Some of those books remain in print, but many have gone by the wayside. I’d particularly like to see Asimov’s science essays brought back into print. Carl Sagan once called Asimov “the greatest explainer of the age,” and Asimov’s series of essays originally written for The Magazine of Fantasy and Science Fiction and later reprinted in a couple of dozen volumes by Doubleday & Co. are masterpieces of the science writer’s craft.
Of course, some of those essays are dated now, but the step-by-step historical approach Asimov took to explaining scientific subjects means that many are just as valid now as when they were written 40 years ago.
Take, for instance, his 1971 collection of F&SF essays, The Stars in Their Courses, which I recently re-read. Asimov’s discussions of Newton’s laws of motion and how the mass of the earth was first measured are models of how to explain difficult concepts simply and engagingly.
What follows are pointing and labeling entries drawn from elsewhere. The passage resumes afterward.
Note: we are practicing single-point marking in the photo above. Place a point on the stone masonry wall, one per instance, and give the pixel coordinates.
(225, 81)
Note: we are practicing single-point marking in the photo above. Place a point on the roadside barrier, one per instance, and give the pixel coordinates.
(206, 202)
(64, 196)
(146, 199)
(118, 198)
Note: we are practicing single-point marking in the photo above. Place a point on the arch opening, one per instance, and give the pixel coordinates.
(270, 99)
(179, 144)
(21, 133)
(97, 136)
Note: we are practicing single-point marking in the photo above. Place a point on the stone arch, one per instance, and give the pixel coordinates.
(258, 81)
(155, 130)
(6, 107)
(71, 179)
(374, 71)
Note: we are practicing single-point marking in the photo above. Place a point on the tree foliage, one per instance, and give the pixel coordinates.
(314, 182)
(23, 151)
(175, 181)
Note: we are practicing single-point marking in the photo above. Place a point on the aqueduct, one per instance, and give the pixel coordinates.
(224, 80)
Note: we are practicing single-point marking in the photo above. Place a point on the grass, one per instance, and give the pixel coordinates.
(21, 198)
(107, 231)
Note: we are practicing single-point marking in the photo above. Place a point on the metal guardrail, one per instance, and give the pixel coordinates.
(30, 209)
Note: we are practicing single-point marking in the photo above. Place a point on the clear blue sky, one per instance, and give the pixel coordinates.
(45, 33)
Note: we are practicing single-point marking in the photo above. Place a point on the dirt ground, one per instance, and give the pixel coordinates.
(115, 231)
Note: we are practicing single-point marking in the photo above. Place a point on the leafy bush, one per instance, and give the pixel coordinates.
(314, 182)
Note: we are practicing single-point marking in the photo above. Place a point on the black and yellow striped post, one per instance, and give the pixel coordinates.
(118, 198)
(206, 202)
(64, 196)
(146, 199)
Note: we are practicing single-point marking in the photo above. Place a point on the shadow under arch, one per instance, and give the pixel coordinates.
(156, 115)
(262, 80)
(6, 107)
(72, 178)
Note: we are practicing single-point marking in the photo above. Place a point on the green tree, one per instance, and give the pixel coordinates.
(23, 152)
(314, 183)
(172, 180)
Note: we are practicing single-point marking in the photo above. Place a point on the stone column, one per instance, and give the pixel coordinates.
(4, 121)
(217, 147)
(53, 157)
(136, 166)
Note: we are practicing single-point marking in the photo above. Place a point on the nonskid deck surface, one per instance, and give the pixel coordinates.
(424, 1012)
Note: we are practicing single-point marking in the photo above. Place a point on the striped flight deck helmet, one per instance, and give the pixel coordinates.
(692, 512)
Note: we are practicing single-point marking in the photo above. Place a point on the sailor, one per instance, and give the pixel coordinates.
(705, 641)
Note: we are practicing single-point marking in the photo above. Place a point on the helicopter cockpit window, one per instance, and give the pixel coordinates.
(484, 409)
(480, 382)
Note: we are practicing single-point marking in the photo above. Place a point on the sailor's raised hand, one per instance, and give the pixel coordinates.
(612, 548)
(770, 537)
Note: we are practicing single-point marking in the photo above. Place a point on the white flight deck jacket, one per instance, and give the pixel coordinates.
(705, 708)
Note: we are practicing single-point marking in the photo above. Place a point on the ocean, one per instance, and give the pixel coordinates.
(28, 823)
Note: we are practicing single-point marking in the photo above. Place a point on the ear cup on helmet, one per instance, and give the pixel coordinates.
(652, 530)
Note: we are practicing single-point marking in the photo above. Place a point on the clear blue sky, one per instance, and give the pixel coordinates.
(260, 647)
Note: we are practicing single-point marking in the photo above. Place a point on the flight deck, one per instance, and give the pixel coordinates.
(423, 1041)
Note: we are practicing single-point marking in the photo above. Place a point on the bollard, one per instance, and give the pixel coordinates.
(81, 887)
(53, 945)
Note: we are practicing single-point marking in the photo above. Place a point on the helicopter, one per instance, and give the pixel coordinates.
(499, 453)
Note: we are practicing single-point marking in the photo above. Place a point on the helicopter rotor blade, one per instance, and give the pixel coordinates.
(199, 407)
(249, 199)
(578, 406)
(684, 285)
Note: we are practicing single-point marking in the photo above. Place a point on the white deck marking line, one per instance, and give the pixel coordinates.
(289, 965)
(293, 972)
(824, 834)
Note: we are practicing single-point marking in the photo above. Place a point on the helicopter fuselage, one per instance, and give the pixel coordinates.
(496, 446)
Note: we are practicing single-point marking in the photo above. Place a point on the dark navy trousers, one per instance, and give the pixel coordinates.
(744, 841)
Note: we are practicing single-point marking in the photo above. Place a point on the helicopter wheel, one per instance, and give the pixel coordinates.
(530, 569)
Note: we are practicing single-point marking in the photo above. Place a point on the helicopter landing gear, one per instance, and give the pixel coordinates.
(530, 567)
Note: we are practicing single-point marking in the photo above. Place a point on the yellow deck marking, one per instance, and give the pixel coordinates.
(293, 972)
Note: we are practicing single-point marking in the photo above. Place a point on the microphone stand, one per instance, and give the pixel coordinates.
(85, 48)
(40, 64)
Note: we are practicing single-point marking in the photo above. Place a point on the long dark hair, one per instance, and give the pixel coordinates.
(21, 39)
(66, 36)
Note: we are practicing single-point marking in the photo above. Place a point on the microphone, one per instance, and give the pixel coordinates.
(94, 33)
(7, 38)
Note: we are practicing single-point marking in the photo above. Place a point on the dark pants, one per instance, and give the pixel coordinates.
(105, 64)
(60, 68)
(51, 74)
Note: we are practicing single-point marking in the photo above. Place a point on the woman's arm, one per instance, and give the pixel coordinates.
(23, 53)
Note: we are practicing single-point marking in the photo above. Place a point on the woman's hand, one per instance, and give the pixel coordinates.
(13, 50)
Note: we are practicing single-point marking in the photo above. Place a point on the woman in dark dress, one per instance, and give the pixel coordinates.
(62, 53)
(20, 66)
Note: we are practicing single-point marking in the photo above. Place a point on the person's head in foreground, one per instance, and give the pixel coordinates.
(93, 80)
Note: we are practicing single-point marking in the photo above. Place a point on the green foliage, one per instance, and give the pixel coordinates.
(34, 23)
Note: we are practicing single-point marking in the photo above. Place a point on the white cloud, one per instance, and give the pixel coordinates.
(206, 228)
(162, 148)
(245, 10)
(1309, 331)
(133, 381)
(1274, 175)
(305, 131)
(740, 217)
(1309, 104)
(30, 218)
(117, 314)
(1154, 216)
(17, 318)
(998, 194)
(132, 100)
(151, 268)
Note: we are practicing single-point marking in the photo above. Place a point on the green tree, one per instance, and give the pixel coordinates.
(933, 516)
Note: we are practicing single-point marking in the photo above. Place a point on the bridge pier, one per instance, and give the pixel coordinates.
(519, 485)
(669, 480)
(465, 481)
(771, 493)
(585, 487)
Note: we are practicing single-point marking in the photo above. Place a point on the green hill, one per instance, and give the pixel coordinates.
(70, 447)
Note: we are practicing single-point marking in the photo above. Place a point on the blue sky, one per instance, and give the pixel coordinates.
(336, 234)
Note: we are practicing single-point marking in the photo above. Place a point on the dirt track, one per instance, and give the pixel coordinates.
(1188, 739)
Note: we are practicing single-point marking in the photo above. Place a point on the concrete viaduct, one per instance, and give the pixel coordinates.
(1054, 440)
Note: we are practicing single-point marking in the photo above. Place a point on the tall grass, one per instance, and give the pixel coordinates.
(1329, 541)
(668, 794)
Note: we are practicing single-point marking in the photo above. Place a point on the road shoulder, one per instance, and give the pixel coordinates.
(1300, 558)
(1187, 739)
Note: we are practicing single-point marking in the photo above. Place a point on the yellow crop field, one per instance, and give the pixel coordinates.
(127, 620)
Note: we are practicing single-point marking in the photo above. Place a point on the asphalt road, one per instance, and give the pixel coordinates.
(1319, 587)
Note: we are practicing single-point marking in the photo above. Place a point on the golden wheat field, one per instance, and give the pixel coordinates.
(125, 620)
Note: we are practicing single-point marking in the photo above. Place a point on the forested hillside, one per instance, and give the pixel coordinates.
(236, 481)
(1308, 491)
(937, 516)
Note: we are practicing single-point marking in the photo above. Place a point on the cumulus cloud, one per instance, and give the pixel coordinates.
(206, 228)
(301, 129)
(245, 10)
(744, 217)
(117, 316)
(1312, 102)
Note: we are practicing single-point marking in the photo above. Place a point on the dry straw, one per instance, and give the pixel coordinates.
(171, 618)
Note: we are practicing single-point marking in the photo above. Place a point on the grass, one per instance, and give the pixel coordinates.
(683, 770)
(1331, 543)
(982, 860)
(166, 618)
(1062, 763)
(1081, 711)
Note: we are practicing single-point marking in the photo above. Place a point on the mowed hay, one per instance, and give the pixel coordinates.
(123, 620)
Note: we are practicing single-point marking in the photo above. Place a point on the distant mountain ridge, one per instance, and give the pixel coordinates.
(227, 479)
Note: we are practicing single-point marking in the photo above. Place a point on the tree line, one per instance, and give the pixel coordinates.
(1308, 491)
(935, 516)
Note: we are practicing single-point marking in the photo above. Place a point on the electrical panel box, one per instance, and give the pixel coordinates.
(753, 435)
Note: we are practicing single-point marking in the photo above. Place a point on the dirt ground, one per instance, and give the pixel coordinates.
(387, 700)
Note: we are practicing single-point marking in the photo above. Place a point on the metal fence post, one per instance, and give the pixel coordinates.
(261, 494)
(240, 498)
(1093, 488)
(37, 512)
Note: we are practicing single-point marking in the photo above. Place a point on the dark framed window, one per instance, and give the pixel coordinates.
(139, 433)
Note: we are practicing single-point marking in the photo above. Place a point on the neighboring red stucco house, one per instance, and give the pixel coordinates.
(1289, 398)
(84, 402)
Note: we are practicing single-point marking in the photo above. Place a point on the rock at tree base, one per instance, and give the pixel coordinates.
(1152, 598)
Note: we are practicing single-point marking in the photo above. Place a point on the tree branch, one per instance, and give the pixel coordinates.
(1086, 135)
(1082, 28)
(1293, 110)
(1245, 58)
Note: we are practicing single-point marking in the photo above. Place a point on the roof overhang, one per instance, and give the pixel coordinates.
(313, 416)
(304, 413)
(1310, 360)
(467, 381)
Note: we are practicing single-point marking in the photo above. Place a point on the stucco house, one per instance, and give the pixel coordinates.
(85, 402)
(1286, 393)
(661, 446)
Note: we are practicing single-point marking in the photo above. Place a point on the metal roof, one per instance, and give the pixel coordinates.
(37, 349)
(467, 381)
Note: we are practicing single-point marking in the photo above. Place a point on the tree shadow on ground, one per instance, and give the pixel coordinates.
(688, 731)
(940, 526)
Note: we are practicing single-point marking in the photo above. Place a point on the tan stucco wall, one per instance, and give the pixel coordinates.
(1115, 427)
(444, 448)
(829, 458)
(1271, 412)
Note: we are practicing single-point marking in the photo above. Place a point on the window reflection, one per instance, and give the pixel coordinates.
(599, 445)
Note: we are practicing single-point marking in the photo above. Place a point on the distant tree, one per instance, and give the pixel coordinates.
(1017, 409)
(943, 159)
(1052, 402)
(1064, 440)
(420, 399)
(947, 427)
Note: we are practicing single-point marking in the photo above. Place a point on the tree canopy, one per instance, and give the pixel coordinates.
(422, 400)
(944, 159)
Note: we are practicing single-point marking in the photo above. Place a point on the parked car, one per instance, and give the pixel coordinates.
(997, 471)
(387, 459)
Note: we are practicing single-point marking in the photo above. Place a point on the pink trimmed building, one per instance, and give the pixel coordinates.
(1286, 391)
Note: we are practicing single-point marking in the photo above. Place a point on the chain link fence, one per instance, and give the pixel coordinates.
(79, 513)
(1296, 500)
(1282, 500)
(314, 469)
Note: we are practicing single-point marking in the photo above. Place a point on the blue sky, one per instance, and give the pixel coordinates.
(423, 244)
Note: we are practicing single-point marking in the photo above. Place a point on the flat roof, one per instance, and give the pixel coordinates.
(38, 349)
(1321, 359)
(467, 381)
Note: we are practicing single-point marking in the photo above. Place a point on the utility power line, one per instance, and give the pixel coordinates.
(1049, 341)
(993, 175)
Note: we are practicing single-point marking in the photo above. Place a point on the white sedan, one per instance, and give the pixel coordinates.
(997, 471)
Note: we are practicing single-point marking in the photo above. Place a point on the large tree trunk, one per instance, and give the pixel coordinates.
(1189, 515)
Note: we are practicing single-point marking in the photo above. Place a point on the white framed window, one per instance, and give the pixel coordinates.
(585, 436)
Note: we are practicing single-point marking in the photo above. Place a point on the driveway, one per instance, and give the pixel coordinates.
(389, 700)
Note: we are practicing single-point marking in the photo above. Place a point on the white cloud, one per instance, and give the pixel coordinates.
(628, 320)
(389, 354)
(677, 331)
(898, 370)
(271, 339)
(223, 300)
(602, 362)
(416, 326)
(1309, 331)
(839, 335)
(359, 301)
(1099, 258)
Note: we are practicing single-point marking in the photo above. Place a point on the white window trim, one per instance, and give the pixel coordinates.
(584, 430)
The book also includes a couple of insightful essays on the sociology of science (“The Fateful Lightning,” on Ben Franklin and the lightning rod; and “The Sin of the Scientist,” where Asimov argues that the development of poison gas warfare during World War I permanently altered social attitudes toward science for the worse).
These essays (and hundreds more that he wrote during a career spanning half-a-century) deserve a new lease on life. Asimov’s ability to render even difficult concepts easy—indeed, deceptively easy—to understand remains, in my opinion, unmatched by any other popularizer of science.